Refreshing yet limited — that’s how I felt about Chronicle, a sort of coming of age movie about three teenage boys who gain superpowers. Filmed in the style that the Blair Witch Project made famous, so-called found footage is spliced and edited to create a movie that feels a bit like a documentary, an action movie, and a two-hour version of Degrassi Superhero High.
Andrew Detmer (Dane DeHaan), high school student, chronicles (get it?) his life from behind the lens of a video camera. A bit creepy to those who don’t understand him, it doesn’t get Andrew many friends or any points with his alcoholic and abusive father. While Andrew’s mother slowly and painfully dies from cancer, Andrew’s cousin Matt (Alex Russell) tries to be a positive influence on his life. Enter Steve (Michael B. Jordan), ultra popular and looking to become elected as class president. The three explore a strange opening deep in the woods behind a rave where unexplained signals cause Andrew’s camera to go haywire as the three black out.
The three become imbued with the kind of powers that would make comic-reading boys jealous — The power of flight and telekinesis. Though it gives them headaches and nosebleeds at first, practice makes perfect, and their powers begin to really shape up to be game changers. And, as expected, issues come into play bringing conflict into the small band of best friends.
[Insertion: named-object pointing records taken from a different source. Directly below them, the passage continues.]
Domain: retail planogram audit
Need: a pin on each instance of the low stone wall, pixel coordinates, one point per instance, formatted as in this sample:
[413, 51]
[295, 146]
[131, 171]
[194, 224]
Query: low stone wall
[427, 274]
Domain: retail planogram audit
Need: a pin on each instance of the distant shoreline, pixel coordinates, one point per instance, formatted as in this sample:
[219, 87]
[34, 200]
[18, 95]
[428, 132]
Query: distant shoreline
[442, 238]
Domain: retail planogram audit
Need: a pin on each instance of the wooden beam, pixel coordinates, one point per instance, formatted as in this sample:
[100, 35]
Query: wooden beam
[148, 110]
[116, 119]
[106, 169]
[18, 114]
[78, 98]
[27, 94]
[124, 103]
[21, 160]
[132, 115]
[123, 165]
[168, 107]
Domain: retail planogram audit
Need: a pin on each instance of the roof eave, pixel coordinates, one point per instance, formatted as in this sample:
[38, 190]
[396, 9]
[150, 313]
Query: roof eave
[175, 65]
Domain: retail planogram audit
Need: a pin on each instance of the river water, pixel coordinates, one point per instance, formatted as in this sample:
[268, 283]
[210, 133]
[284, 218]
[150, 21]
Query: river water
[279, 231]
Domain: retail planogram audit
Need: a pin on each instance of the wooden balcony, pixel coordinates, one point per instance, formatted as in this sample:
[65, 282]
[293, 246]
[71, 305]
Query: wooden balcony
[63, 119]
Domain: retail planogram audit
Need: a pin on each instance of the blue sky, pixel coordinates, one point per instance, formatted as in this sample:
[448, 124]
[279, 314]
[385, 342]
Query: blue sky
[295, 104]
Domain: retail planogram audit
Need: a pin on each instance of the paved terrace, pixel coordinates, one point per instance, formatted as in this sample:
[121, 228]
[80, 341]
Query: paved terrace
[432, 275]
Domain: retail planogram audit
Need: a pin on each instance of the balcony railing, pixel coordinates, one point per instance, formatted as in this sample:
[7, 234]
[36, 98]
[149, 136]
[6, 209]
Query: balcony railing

Though the found footage style of filmmaking has brought in a lot of money — Paranormal Activity and Cloverfield being two highly successful movies that come to mind — Chronicle suffers from the same limitations other found footage movies have experienced — finding a way of getting that camera there. When Andrew’s not around, Matt’s love interest, a video blogger, puts another perspective on things, but it feels almost contrived. And when Andrew really starts to cause ruckus, it makes one wonder why Matt brings her along in the car when he could simply, and more quickly, fly there. The reason: How else are we going to see what happens? Still, there are scenes that may have lost value if the movie had been shot conventionally, which builds up the reason for found footage filmmaking — there’s a sort of intimacy there, like the scene of the boys playing catch up in the clouds. Seeing their exhilarated faces as they flew through the crowds made me want a bit of that power.